It’s one thing to coin an acronym, another for it to be widely adopted. For this reason, we at International Investment haven’t added any new acronyms for some time to our list (click here, if you’ve never seen it; or scroll down, it’s on the home page of this website).
But with the current boom in tech stocks (some are calling it a bubble), it was probably only a question of time before something acronymic would emerge from the sector. And so, it seems, it has.
The recent appearance in financial circles of “FANG” (or, some say, “FAANG”) has been similar to the way “BRIC” suddenly appeared in financial circles, beginning in 2001. BRIC, as you may recall, became a global buzzword after then-Goldman Sachs executive Jim O’Neill coined the acronym to describe the four then-seen-as-hot, economically-developing emerging market countries of Brazil, Russia, India and China.

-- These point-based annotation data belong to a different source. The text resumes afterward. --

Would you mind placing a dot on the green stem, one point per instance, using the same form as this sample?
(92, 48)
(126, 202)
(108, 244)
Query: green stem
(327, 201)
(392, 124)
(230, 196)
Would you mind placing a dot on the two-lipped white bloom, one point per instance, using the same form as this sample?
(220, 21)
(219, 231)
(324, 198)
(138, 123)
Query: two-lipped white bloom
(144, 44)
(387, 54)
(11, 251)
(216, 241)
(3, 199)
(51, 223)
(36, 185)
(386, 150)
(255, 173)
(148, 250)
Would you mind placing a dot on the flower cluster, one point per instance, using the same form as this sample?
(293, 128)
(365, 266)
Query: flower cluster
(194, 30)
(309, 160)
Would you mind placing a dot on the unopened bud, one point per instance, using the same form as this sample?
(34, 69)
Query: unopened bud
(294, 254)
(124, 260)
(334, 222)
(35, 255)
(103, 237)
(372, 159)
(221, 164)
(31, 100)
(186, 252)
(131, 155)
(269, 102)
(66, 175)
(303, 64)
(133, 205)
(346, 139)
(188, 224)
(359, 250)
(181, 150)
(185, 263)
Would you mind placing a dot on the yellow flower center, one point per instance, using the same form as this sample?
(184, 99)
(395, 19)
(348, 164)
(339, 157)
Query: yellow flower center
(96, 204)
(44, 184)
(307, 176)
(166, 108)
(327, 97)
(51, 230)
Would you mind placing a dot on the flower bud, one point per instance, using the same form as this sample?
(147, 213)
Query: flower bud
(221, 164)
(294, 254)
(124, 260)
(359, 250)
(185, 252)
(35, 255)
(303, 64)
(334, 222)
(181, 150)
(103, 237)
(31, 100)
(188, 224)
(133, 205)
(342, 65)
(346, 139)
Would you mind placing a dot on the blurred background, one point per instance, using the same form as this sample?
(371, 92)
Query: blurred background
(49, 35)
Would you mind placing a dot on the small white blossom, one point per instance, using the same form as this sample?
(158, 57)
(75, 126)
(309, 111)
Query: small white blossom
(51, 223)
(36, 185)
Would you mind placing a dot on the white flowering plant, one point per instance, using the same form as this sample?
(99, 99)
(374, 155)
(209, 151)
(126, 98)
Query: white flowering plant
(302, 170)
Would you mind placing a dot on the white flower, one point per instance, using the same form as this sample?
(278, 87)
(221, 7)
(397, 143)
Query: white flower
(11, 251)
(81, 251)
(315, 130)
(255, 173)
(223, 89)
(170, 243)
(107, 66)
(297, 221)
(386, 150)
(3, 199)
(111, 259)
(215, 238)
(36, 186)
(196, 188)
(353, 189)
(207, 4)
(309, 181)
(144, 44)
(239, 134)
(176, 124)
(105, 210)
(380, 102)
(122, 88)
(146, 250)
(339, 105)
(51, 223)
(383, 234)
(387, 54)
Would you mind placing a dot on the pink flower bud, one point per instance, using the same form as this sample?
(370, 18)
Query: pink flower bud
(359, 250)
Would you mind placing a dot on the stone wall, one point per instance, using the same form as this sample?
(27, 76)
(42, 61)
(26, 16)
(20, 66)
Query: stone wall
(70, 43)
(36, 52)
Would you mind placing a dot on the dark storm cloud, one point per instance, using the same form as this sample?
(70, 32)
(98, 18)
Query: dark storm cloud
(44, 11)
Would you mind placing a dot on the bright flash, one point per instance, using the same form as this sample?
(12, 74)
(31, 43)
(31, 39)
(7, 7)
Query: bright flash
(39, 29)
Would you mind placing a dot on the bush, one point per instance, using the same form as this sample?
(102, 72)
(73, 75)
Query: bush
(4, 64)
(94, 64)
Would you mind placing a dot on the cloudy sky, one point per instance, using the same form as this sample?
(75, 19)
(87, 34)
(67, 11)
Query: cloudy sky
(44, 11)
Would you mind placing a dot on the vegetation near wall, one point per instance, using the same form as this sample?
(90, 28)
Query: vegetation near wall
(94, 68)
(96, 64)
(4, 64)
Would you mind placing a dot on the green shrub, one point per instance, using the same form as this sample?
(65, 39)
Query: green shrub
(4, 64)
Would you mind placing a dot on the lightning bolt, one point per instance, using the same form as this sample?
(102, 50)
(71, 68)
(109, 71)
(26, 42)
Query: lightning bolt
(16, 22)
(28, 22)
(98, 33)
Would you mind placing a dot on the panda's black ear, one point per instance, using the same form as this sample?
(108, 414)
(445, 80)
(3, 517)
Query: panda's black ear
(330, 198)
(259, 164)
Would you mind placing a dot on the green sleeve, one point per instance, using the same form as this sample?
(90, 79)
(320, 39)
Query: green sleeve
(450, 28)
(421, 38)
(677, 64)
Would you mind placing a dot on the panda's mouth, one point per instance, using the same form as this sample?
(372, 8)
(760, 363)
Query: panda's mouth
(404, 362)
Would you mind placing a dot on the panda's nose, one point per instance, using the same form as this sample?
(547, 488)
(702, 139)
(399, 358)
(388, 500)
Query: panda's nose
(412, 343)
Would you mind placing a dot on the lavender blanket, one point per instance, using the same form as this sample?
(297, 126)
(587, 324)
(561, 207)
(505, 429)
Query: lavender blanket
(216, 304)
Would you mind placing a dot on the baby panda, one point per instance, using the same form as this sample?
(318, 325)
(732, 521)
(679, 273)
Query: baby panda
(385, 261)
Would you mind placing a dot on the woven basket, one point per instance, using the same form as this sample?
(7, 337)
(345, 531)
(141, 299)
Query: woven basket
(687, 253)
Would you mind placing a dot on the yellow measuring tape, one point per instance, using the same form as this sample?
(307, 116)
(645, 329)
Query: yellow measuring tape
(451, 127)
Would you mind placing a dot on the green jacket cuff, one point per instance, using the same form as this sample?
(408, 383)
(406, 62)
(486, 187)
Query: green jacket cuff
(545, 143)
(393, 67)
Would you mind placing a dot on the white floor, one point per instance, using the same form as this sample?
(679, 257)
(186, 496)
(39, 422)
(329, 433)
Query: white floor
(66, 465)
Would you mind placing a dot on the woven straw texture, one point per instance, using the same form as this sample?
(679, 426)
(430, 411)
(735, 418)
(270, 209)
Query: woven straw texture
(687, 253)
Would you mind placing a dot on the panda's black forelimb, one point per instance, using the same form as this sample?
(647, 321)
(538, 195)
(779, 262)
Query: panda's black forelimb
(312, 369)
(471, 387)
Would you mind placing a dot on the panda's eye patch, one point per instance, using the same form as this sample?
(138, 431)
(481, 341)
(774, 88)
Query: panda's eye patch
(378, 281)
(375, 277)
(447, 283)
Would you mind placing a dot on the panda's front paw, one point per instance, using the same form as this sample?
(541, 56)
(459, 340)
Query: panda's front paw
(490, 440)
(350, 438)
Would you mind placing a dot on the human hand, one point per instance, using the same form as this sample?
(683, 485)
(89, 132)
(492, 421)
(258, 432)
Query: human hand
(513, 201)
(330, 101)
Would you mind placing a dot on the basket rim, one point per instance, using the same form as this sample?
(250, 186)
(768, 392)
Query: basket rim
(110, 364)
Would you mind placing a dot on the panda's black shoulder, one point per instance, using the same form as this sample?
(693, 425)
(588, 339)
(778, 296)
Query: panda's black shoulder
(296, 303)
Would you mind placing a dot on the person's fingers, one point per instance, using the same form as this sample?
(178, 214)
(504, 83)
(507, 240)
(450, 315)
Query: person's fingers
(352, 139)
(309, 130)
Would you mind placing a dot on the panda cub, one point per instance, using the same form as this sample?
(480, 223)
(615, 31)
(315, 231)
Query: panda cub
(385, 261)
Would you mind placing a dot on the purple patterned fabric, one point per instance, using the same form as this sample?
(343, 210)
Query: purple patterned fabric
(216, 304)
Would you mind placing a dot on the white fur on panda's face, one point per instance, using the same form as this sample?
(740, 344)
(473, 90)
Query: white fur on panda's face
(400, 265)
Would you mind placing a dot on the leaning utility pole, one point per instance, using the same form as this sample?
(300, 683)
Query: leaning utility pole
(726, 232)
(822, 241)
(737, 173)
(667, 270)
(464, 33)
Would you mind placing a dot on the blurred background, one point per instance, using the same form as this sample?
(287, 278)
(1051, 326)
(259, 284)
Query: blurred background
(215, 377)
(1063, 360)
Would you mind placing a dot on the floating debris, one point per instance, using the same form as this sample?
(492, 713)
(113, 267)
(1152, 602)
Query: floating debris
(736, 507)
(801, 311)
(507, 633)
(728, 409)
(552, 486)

FANG, in case you haven’t heard, stands for Facebook, Amazon, Netflix and Google. (Technically, Google should actually be represented by another A, since its parent is Alphabet Inc, but most of us read the words “Alphabet Inc” and think “Google” anyway…)
Some acronymologists will point out that although Apple wasn’t originally included in the acronym, and that it started out as simply FANG, by rights an A for Apple should be included in the grouping, as the acronym is seen as a short-hand for a certain type of blue-chip internet-based tech stock, with a heavy weighting in the “internet of things” arena, which Apple should be a part of.
As for who gets the credit for coining FANG, most agree it was CNBC’s stock market presenter Jim Cramer – including the “Mad Money” host himself (pictured above).
“I can t tell you how many people at the club come up to me and say, ‘Thanks for FANG!’” Cramer said recently, in one of his typically frenetic broadcasts. (“The club” is a reference to Action Alerts PLUS, an investment club which follows his recommendations.)
“Wherever I go, actually,” he added.
“I guess when you mention something for about 50 straight shows, others start picking up on it.
“And more important, investors start buying these four horsemen, and making money.”
Booyah. We should point out, while we’re at it, that some people prefer “FAAMG” to FANG or FAANG, which stands for Facebook, Apple, Amazon, Microsoft and Google.
The last acronym we added to our compendium, before FANG, was another one with its origins in the US: “WWC”, which a US academic named Joan Williams has brought to the fore, in reference to what she says is a huge socio-economic group that America’s “professional-managerial elites” have long ignored, until Donald Trump came along and gave it a voice. The WWC are the subject of Williams’s latest book, White Working Class: Overcoming Class Cluelessness in America, published in May by the Harvard Business Review Press.
Editor’s note: This story was published on 12 June. On Friday, 9 June, US technology stocks – including those of the FANG/FAANG/FAAMG component companies –lost a combined US$140bn in market value, in a “correction” that many market observers, including Jim Cramer, had been predicting for some time. Before Friday, the S&P 500 tech sector was up 21.9%, compared with 8.7% for the index as a whole.
However, many analysts said the tech sector remained strong, and that the price falls didn’t mean the beginning of the end for the FANG/FAANG Four/Five.